B.  Manage & eliminate the problem:
Please note that some of the methods listed here are controversial and are not necessarily recommended by Earth Caretaker.  This is just a list.  Decide for yourself what is appropriate for each particular situation that you find.

  • Pull up the invasive plants one by one on an ongoing basis.  This works best for plants that don't have deep roots or long lived seeds.  Sometimes it is the only ecologically friendly alternative that will work.  This method is only effective if followed over a period of years, in order to remove new plants each year that grow from the seeds of the alien plant.
  • Cut or mow an area to keep the alien plant species down.  This approximates the effect of fire (a vital part of many natural ecosystems to which native plants are well adapted), but only somewhat.
  • Allow domestic livestock to graze the area.  For more information on this, please see the Farming section of Earth Caretaker.
  • Farmers usually use herbicides to eliminate non-crop plants from their fields. Of course, herbicide use has other implications.
  • Please don't use pesticides such as Roundup.  The use of this product is controversial in environmental circles.   Because Roundup is said to rapidly degrade into naturally occurring components, many environmentalists applaud its use.  Many others dispute this claim.
Introduction of predators:
    Sometimes efforts are made to introduce some sort of natural predator into the area where the invasive plant is doing its damage.  The predator can be an animal, insect, bacteria or virus.  This is usually only done on a large scale with government funding because it is a very tricky and expensive process, as well as being a very high risk and time-consuming task.
    All too often, the introduction of a predator to control one species unleashes a host of other problems.  This poses a very high risk to the ecosystem in general.  At first glance, bringing in the plant's natural predator sounds like a good logical approach.  However, introducing a second alien species to control the first can easily compound the problem!!

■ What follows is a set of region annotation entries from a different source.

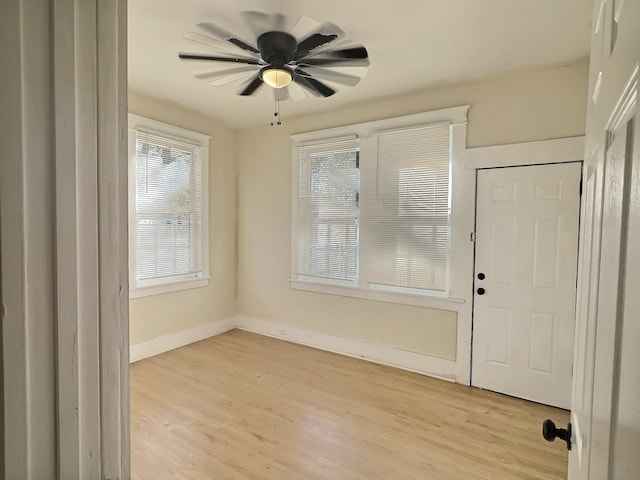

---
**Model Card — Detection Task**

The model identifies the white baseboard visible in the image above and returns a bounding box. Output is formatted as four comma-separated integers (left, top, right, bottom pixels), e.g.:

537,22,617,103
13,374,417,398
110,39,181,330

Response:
236,315,457,382
129,318,236,363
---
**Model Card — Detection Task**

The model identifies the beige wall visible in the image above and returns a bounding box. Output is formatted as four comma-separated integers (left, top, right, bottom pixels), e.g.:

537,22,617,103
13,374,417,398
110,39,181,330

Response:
237,62,588,359
129,92,237,345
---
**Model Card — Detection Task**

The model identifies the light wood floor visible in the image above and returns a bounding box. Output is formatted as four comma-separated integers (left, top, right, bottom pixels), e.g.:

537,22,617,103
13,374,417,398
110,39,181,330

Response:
131,330,568,480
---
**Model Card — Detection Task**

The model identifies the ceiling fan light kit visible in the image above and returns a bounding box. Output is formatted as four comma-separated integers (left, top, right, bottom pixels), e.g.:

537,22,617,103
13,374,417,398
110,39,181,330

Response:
260,67,294,88
178,11,369,125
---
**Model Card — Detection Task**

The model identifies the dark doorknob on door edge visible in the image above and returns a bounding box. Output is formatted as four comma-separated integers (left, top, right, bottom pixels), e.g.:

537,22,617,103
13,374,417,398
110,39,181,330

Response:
542,419,571,450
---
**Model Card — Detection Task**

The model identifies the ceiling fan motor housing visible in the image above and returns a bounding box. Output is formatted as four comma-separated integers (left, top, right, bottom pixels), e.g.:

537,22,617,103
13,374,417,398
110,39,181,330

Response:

    Generally, the steps that must be followed are:

  • go to where the invasive plant naturally occurs (its native land)
  • find a specific predator there, that eats only that specific plant
  • test the predator to see what else it eats
  • import the predator and test it under controlled laboratory conditions
  • determine what impact the predator will have on other plants and organisms, as well as the ecosystem as a whole
  • test the predator in the open air
  • breed the predator in large numbers
  • release the predator
  • monitor it

    As can be seen, this requires considerable expenditure of time and money.  Once the predator is released, it must be monitored continually to ensure that it is doing what it was intended to do, and on the other hand, that it is not impacting the rest of the ecosystem.



Much of the information on this page was summarized from m notes taken at an excellent session given at the 1999 Federation of Ontario Naturalists conference in Kingston, Ontario, by Adele Crowder of Queen's University.